VENICE (Reuters) - Film director Nick Hamm hopes his comedy-drama about two sworn enemies in the Northern Ireland conflict who agree to share power will resonate elsewhere and motivate others to take leaps of faith and change the course of history.
“The Journey”, which premiered at the Venice film festival on Wednesday, is a fictional account of a turning point in the political process to end decades of conflict in Northern Ireland.
“In a situation where we are right now, where fundamentalism of every of every sort whether it’s religious or political or nationalist is the modus operandi of the day, it is our job as writers, actors ... to say you know what - that’s not right,” the Irish director told Reuters in an interview.
“So for us, it not only celebrated something that happened in Northern Ireland, it was also an important statement about saying look, engage, compromise, talk.”
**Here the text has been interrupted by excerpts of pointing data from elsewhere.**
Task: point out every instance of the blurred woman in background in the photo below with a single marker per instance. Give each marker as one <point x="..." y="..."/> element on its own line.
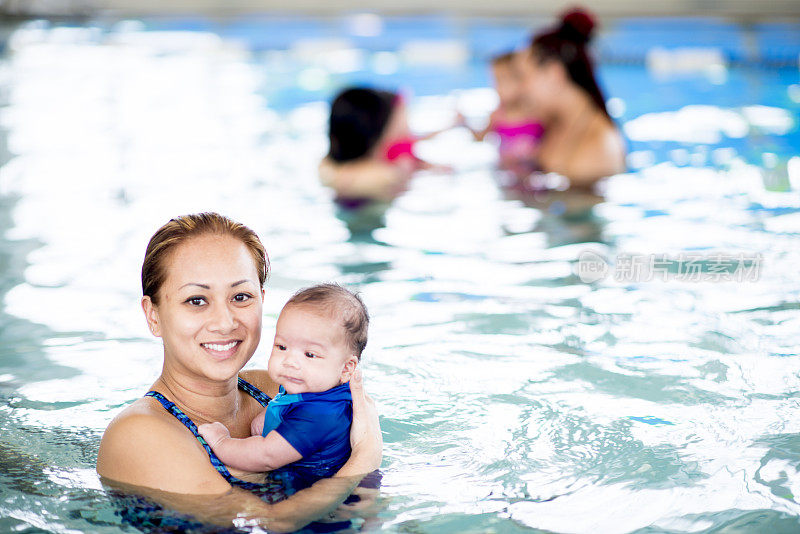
<point x="580" y="141"/>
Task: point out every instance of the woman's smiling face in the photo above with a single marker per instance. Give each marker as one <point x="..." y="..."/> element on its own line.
<point x="210" y="306"/>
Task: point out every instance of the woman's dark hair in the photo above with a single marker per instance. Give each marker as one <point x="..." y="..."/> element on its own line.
<point x="567" y="44"/>
<point x="358" y="118"/>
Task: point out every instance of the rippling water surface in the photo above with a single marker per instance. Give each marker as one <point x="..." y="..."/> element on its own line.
<point x="514" y="396"/>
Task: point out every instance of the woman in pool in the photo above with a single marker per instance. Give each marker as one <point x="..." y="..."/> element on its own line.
<point x="371" y="156"/>
<point x="202" y="280"/>
<point x="580" y="140"/>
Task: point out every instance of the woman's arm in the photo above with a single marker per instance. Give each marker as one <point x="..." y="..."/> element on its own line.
<point x="142" y="448"/>
<point x="366" y="440"/>
<point x="147" y="454"/>
<point x="252" y="454"/>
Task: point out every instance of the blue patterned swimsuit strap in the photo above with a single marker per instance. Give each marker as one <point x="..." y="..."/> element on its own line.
<point x="168" y="405"/>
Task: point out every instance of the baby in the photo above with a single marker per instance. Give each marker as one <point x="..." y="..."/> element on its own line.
<point x="513" y="122"/>
<point x="320" y="335"/>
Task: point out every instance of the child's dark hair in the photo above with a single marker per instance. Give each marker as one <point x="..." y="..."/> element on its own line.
<point x="567" y="43"/>
<point x="340" y="303"/>
<point x="358" y="118"/>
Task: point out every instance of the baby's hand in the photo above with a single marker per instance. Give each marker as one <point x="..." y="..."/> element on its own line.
<point x="213" y="433"/>
<point x="257" y="426"/>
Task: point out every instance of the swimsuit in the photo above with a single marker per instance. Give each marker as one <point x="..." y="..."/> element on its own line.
<point x="317" y="425"/>
<point x="518" y="139"/>
<point x="399" y="148"/>
<point x="147" y="515"/>
<point x="263" y="490"/>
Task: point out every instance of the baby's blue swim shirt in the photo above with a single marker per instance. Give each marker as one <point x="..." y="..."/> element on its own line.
<point x="317" y="425"/>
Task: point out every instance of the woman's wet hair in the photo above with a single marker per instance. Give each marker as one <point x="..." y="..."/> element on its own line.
<point x="185" y="227"/>
<point x="567" y="43"/>
<point x="339" y="303"/>
<point x="358" y="119"/>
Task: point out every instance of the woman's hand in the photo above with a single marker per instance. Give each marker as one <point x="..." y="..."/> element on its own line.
<point x="365" y="433"/>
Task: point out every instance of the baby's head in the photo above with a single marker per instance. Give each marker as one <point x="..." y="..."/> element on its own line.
<point x="319" y="338"/>
<point x="506" y="78"/>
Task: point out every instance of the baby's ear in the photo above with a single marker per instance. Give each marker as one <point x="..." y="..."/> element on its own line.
<point x="349" y="368"/>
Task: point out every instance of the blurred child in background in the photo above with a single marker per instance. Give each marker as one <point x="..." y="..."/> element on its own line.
<point x="371" y="155"/>
<point x="513" y="122"/>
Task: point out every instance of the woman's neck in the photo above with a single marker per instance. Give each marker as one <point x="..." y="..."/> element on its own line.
<point x="203" y="400"/>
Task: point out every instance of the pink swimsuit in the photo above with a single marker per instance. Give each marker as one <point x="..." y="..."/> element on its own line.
<point x="403" y="147"/>
<point x="518" y="140"/>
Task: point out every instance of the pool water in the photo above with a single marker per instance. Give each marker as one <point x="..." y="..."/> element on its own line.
<point x="515" y="394"/>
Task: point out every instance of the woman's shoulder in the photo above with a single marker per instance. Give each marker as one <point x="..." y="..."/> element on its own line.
<point x="601" y="154"/>
<point x="145" y="446"/>
<point x="260" y="379"/>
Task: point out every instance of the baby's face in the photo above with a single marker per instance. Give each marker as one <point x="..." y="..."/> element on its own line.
<point x="310" y="352"/>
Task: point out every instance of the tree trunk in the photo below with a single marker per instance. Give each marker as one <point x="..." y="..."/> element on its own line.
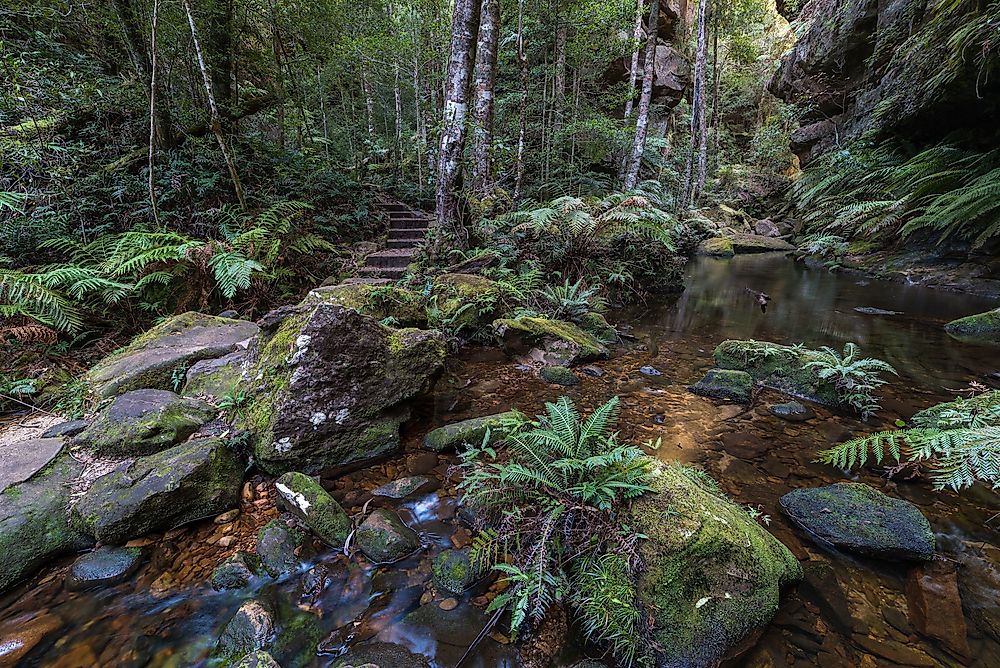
<point x="456" y="106"/>
<point x="482" y="106"/>
<point x="642" y="120"/>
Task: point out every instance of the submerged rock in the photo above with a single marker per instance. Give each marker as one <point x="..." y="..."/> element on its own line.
<point x="306" y="499"/>
<point x="190" y="481"/>
<point x="330" y="387"/>
<point x="154" y="359"/>
<point x="143" y="422"/>
<point x="713" y="576"/>
<point x="861" y="519"/>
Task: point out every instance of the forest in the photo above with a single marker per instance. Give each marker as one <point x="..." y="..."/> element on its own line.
<point x="536" y="333"/>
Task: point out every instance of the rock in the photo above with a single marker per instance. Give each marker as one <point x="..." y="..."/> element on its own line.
<point x="861" y="519"/>
<point x="979" y="328"/>
<point x="562" y="343"/>
<point x="453" y="572"/>
<point x="19" y="460"/>
<point x="468" y="432"/>
<point x="724" y="384"/>
<point x="236" y="571"/>
<point x="143" y="422"/>
<point x="383" y="537"/>
<point x="331" y="387"/>
<point x="103" y="567"/>
<point x="34" y="523"/>
<point x="713" y="575"/>
<point x="70" y="428"/>
<point x="276" y="546"/>
<point x="154" y="359"/>
<point x="306" y="499"/>
<point x="558" y="375"/>
<point x="792" y="411"/>
<point x="190" y="481"/>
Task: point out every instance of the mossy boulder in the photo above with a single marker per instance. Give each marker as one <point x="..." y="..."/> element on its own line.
<point x="187" y="482"/>
<point x="384" y="538"/>
<point x="143" y="422"/>
<point x="306" y="499"/>
<point x="979" y="328"/>
<point x="779" y="367"/>
<point x="331" y="386"/>
<point x="35" y="524"/>
<point x="159" y="357"/>
<point x="724" y="384"/>
<point x="560" y="343"/>
<point x="859" y="518"/>
<point x="469" y="432"/>
<point x="714" y="575"/>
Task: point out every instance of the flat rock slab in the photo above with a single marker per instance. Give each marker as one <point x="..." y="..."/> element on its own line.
<point x="21" y="460"/>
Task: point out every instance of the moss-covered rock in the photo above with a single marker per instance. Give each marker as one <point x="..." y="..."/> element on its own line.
<point x="159" y="358"/>
<point x="34" y="521"/>
<point x="184" y="483"/>
<point x="725" y="384"/>
<point x="306" y="499"/>
<point x="859" y="518"/>
<point x="331" y="386"/>
<point x="713" y="576"/>
<point x="562" y="343"/>
<point x="979" y="328"/>
<point x="143" y="422"/>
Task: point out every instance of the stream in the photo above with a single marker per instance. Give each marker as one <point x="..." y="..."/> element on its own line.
<point x="847" y="612"/>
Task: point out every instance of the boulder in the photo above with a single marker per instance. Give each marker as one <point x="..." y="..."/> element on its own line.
<point x="859" y="518"/>
<point x="713" y="575"/>
<point x="724" y="384"/>
<point x="35" y="525"/>
<point x="468" y="432"/>
<point x="105" y="566"/>
<point x="306" y="499"/>
<point x="560" y="343"/>
<point x="179" y="485"/>
<point x="143" y="422"/>
<point x="161" y="356"/>
<point x="330" y="387"/>
<point x="383" y="537"/>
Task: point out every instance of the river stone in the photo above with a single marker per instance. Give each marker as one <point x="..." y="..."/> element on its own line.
<point x="859" y="518"/>
<point x="724" y="384"/>
<point x="331" y="387"/>
<point x="143" y="422"/>
<point x="34" y="522"/>
<point x="468" y="432"/>
<point x="197" y="479"/>
<point x="562" y="343"/>
<point x="19" y="460"/>
<point x="153" y="359"/>
<point x="383" y="537"/>
<point x="105" y="566"/>
<point x="713" y="575"/>
<point x="306" y="499"/>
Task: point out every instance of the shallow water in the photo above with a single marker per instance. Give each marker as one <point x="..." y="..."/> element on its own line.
<point x="849" y="612"/>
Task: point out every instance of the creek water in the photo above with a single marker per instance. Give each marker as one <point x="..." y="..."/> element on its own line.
<point x="847" y="612"/>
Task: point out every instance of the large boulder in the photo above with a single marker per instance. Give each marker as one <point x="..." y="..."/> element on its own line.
<point x="713" y="575"/>
<point x="330" y="387"/>
<point x="143" y="422"/>
<point x="35" y="523"/>
<point x="859" y="518"/>
<point x="184" y="483"/>
<point x="160" y="357"/>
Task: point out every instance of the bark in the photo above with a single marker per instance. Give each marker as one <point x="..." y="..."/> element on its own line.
<point x="642" y="119"/>
<point x="456" y="105"/>
<point x="482" y="106"/>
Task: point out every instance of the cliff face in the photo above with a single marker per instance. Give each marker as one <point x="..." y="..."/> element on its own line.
<point x="881" y="67"/>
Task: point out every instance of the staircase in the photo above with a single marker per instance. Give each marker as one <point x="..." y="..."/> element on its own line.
<point x="407" y="228"/>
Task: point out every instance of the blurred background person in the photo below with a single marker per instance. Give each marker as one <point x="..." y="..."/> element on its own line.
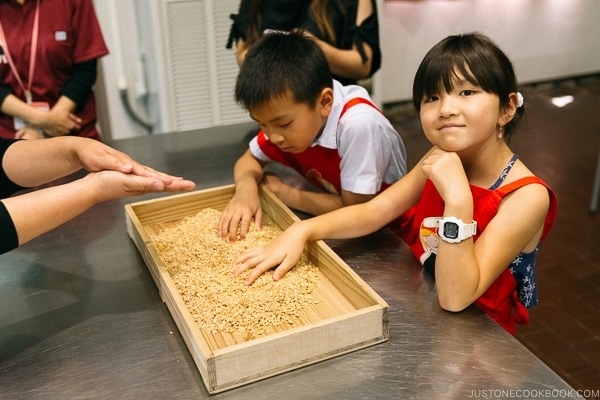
<point x="48" y="65"/>
<point x="346" y="30"/>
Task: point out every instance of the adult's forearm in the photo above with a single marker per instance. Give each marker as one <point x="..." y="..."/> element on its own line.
<point x="35" y="162"/>
<point x="38" y="212"/>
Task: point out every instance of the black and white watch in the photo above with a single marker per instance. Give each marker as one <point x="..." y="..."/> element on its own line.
<point x="454" y="230"/>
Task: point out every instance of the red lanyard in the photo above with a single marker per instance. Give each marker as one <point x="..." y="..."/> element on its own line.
<point x="34" y="38"/>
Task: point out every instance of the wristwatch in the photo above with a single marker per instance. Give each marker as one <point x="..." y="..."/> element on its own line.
<point x="454" y="230"/>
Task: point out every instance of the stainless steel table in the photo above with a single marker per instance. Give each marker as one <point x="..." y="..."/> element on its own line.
<point x="81" y="318"/>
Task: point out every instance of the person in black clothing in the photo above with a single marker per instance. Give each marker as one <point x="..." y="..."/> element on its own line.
<point x="346" y="30"/>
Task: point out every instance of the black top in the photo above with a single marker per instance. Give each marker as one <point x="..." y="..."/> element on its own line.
<point x="291" y="14"/>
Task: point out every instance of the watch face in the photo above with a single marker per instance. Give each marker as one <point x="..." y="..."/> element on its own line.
<point x="451" y="230"/>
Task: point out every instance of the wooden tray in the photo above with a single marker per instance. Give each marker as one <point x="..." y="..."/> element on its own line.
<point x="351" y="315"/>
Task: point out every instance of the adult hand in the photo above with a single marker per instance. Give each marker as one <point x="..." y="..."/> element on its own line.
<point x="108" y="185"/>
<point x="240" y="210"/>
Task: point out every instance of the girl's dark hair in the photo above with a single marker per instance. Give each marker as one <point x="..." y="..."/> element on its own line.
<point x="282" y="64"/>
<point x="478" y="59"/>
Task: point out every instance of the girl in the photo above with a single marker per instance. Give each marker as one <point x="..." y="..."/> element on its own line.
<point x="472" y="212"/>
In the story, loyalist firebrand Ian Paisley, played by Timothy Spall, and former IRA commander Martin McGuinness, portrayed by Colm Meaney, are forced to share a taxi.
After initial bitter exchanges, the two staunch enemies, who have despised each other for decades, agree to put their differences and convictions aside for the greater good.
Hamm said the initial idea for the script came from a long tradition in Northern Ireland that opposing politicians had to travel together when going abroad.
“We imagined what would happen if those two characters were driving to that airport and if certain obstacles were put in their way, how would they react,” he said.
What feels like a boxing match with each throwing punches at each other, soon gets a lighter tone through the humour each actor brings to the role.
“We wanted to do it through humour, in a very populist way, not in way that was dry or just purely for a very refined small audience,” he added.
In real life, the talks led to a 2007 power-sharing body, with Paisley serving as first minister and McGuinness as his deputy. The two also became friends, known as the “Chuckle Brothers”.